Almanya'da, gurbetçi dediğimiz vatandaşlarımızın gidip eğlendiği, üçüncü sınıf diyebileceğimiz, Türkiye'deki karşılığı pavyon olan eğlence mekânlarında sahneye çıkarak, klarnet, ud, kanun, darbuka, keman, bağlama, cümbüş gibi üç, beş parça alaturka sazdan oluşan, bu saz ekibine bazan, gitar, bateri gibi batılı sazların da katıldığı orkestrası eşliğinde garip hicazın en yoğun yorumundan şarkılar söyleyen güzel bir kadındır Fatoş İncegüzel.

Türkiye'de tanınması, Almanya eksenli Türküola firmasından çıkardığı 45'lik plakları ile daha sonra yine Avrupa eksenli Minareci firmasının çıkardığı kasetlerle olmuştur.

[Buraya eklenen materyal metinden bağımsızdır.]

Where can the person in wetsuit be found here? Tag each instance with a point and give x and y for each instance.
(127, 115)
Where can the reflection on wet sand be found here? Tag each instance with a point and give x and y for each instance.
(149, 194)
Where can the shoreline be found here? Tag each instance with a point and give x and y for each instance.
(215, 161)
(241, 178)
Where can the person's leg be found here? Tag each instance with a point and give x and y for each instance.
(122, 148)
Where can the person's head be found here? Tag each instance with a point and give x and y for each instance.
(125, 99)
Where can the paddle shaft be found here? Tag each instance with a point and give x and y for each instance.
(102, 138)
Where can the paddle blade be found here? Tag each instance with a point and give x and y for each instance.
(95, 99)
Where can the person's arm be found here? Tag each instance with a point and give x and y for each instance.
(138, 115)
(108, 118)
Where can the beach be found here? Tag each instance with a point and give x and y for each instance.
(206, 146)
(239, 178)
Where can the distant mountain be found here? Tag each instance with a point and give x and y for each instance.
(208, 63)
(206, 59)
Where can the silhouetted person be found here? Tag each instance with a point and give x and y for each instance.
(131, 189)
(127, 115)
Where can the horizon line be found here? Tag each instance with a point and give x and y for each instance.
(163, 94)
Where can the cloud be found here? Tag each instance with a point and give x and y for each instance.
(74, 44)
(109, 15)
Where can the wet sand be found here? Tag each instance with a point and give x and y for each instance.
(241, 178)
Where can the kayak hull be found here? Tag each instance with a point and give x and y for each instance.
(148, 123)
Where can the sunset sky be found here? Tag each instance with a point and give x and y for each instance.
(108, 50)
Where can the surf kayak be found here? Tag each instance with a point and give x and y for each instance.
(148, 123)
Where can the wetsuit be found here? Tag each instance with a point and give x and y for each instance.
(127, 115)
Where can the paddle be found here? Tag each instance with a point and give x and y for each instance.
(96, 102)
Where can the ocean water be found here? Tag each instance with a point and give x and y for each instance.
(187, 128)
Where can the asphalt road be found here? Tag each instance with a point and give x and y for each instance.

Fatoş İncegüzel'in söylediği şarkılar, bizim alaturkanın en alt sınıfı diye nitelediğimiz, entelektüel geçinen ahalinin burun kıvırdığı ama Turgut Özal'ın yok ettiği orta sınıfın, yani orta direğin, fabrikada çalışan genç kızların, kadınların, tamirci, kaportacı çıraklarının, büyük şehirlerde belediye zabıtasının günde üç fasıl kovaladığı, simitçi, işportacı tayfasının ilgilendiği şarkılardır.

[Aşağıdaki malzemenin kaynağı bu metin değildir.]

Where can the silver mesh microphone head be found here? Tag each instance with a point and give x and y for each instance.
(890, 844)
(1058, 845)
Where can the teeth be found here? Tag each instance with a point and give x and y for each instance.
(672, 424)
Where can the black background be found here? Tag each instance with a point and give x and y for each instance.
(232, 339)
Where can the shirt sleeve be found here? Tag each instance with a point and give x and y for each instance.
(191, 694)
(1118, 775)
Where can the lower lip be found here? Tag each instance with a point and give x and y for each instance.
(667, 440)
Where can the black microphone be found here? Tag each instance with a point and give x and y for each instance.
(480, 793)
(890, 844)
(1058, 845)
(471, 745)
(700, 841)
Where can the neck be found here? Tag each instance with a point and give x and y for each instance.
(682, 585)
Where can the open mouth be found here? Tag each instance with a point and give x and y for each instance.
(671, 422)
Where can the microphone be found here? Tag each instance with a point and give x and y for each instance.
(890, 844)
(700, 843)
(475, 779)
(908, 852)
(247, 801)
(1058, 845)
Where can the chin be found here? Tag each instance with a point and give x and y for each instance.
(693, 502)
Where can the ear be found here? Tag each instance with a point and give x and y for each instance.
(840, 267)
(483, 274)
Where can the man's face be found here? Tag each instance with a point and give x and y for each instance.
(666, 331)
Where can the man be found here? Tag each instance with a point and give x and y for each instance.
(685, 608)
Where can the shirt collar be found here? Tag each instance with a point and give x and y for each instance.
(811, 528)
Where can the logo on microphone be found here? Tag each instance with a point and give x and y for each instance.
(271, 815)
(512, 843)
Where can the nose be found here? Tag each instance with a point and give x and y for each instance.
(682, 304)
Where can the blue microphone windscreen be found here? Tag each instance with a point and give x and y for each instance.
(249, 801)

İç  yakar, dertlendirir, hüznün içine gömer, çıkışı yolu göstermez o nedenle kader dedirtir, dinleyen için sadece yaşadığı yaşamla bir yüzleşmedir bu şarkılar.

Fatoş İncegüzel, şimdi köşede bucakta kalmış 45'lik plaklarının internette çeşitli paylaşım sitelerinde dönen şarkıları ile hatırlanır. 70'lerin 80'lerin o "underground" dünyasının şarkıcısıdır, üçüncü sınıf pavyonlarda yolunu bulmaya çalışan, bir gecelik kadınlarla gönül eğlendiren kimi erkeklerin assolistidir.

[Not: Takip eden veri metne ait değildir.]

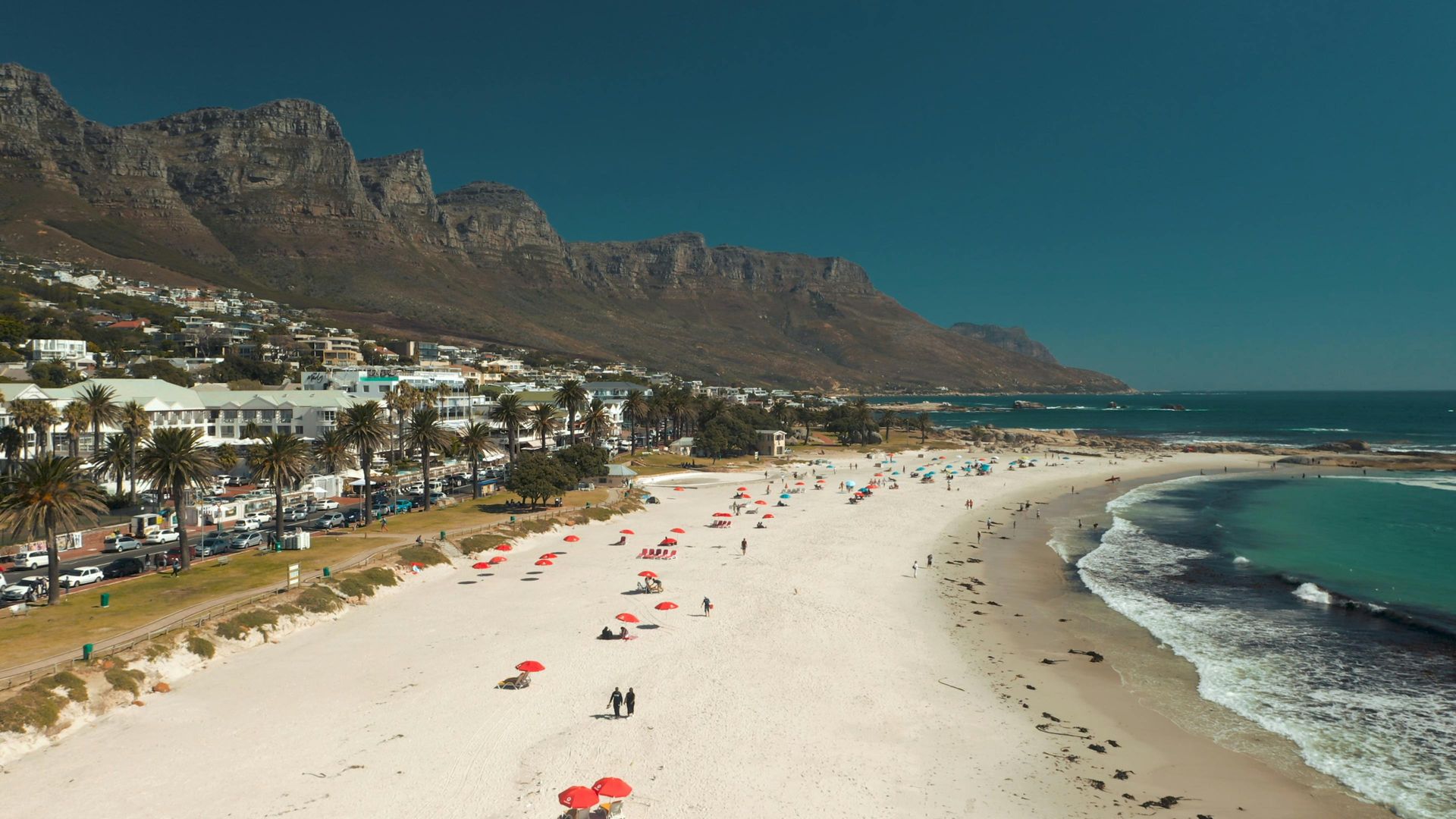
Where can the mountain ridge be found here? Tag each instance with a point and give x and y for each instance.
(273, 199)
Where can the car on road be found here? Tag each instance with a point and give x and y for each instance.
(22, 589)
(162, 537)
(80, 576)
(124, 567)
(33, 560)
(246, 541)
(329, 521)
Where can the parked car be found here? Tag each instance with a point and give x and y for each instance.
(33, 560)
(80, 576)
(162, 537)
(246, 541)
(329, 521)
(22, 589)
(121, 544)
(124, 567)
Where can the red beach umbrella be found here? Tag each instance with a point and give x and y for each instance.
(612, 787)
(577, 796)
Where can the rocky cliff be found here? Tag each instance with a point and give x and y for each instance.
(273, 199)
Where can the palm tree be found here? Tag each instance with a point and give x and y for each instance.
(134, 422)
(571, 397)
(76, 417)
(510, 411)
(427, 431)
(283, 458)
(177, 460)
(332, 449)
(637, 410)
(545, 422)
(887, 419)
(111, 458)
(596, 422)
(475, 439)
(50, 494)
(364, 428)
(101, 400)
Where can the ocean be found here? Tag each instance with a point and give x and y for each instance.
(1323, 610)
(1386, 420)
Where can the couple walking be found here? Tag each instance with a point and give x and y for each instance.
(618, 698)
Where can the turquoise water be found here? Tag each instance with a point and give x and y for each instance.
(1324, 610)
(1391, 420)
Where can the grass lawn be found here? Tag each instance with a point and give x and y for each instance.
(79, 618)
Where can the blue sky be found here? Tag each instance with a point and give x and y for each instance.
(1213, 196)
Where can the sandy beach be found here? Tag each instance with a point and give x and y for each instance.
(830, 679)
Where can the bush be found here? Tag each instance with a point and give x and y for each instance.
(424, 556)
(319, 599)
(237, 627)
(201, 646)
(126, 679)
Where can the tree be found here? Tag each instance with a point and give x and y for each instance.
(510, 411)
(281, 458)
(582, 460)
(50, 494)
(111, 460)
(425, 433)
(332, 449)
(76, 417)
(164, 371)
(571, 397)
(101, 401)
(134, 423)
(475, 439)
(635, 409)
(545, 422)
(364, 428)
(177, 460)
(538, 477)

Yaptığı müzikle aslında çok daha fazlasını, çok daha iyisini hak etmesi gerekirken ülkemizin pek tepeden bakan, sınıf bilinci olmadığı halde kendisinden farklı gören, üst sınıfa öykünen kimilerinin küçümsediği bir şarkıcı olarak kalmıştır.

Meyhanede efkâra boğan şarkılarıyla, "dünya bir meyhanedir" dedirten,  sonra "tazele meyhaneci" sözüyle meyhaneciye "dert şarabı" getirten, sahnede içinde ne gizler saklı olan şarkılarını söyleyen kırmızılı kadına "sürtük" gözüyle bakan müşterinin kendini bulmasına, demlenmesine, adamın dibini dipten çıkarmasına yardımcı olur Fatoş İncegüzel.

Hele hele, bir Hüdai Aksu bestesi olan "Sil Silebilirsen" dediği bir şarkısı vardır ki, bu şarkısı onu dinleyenlere "kafada kiremit kırdırtan" cinsindendir.

Garip Hicaz makamında kısa bir sol klarnet taksimiyle başlar, sonra baterinin disiplinsiz girişiyle, udun senkoplu ve çeşitli atonal makamsal varyasyonlarıyla, insanın içini gıcır gıcır ettiren ritme uymamak için direnip arşeyi geciktiren kemanın disiplinsiz ve gıcırtılı melodisi ile kiremitleri kafada kırmaya hazırlanırsınız.

Oysa, Fatoş İncegüzel'in bu şarkısında icra edilen, ülkemin entelektüel tayfasının burun kıvırıp hor gördüğü müziğinin, sadece akorlar eklenerek yapılmış olanını, Woody Guthrie'den sonra Amerika'nın küçük bir endüstri kasabasından ortaya çıkan ve müzik dünyasında yarı tanrı olarak nitelendirilen, dede tarafından Trabzonlu olan Bob Dylan'ın 1976 yılında çıkardığı Desire albümündeki "One More Cup Of Coffee" şarkısındaki  müzik birbirine ne kadar da benzerdir.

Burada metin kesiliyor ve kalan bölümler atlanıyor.